Regie führte Marco Misgaiski, der das Werk als intensives Kammerspiel mit hoher Textverständlichkeit inszenierte. Musikalisch wird die Oper von den Harzer Sinfonikern unter der Leitung von Musikdirektor Johannes Rieger getragen. Die Besetzung umfasst unter anderem Max An als Siegmund, Jessey-Joy Spronk als Sieglinde und Peggy Steiner als Brünnhilde.
Die Fachzeitschrift Opernwelt hob das Zusammenspiel von Musik und Szene hervor. Auch die Frankfurter Allgemeine Zeitung lobte die Gesamtleistung und wählte die Inszenierung zu den zehn besten Opernproduktionen des Jahres 2025.
Einblicke vor der Vorstellung
Jeweils 45 Minuten vor Beginn – um 14:15 Uhr – gibt es eine Einführung durch Regieassistentin und Wagner-Kennerin Silke Nuss. In Quedlinburg findet diese in der Neuen Bühne, in Halberstadt in der Kammerbühne statt.
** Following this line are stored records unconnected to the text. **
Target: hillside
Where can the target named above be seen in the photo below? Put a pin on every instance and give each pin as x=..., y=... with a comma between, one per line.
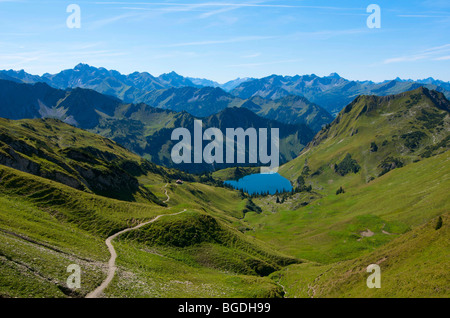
x=139, y=134
x=380, y=134
x=47, y=225
x=370, y=201
x=330, y=92
x=142, y=129
x=54, y=150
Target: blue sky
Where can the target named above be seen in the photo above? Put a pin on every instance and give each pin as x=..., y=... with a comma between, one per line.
x=223, y=40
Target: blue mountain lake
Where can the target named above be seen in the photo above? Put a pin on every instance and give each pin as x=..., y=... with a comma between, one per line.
x=261, y=183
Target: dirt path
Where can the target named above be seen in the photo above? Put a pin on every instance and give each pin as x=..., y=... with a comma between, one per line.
x=167, y=195
x=112, y=261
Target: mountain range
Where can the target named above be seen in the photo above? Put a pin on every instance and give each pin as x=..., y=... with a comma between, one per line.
x=142, y=129
x=329, y=92
x=370, y=187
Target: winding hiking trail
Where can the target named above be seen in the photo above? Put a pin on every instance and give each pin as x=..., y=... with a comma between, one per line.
x=112, y=261
x=165, y=192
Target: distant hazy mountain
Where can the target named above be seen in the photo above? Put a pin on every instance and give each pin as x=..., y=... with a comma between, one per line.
x=331, y=92
x=141, y=128
x=207, y=101
x=126, y=87
x=428, y=81
x=228, y=86
x=79, y=107
x=200, y=102
x=291, y=110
Ein Werk zwischen Macht, Liebe und Verrat
„Die Walküre“ bildet den zweiten Teil von Wagners Ring-Zyklus. Im Zentrum stehen die dramatische Geschichte der Zwillinge Siegmund und Sieglinde, das Ringen Wotans mit sich selbst und der berühmte Walkürenritt. Die Oper behandelt Themen wie Liebe, Verrat und den Zerfall göttlicher Ordnung – verdichtet auf 4 Stunden und 40 Minuten inklusive zwei Pausen.
Bereits in der Spielzeit 2023/24 hatte das Harztheater „Das Rheingold“ gezeigt. Mit „Die Walküre“ folgt nun ein weiteres ambitioniertes Kapitel des Zyklus, das auf eindrucksvolle Weise beweist, dass große Oper auch auf kleineren Bühnen möglich ist.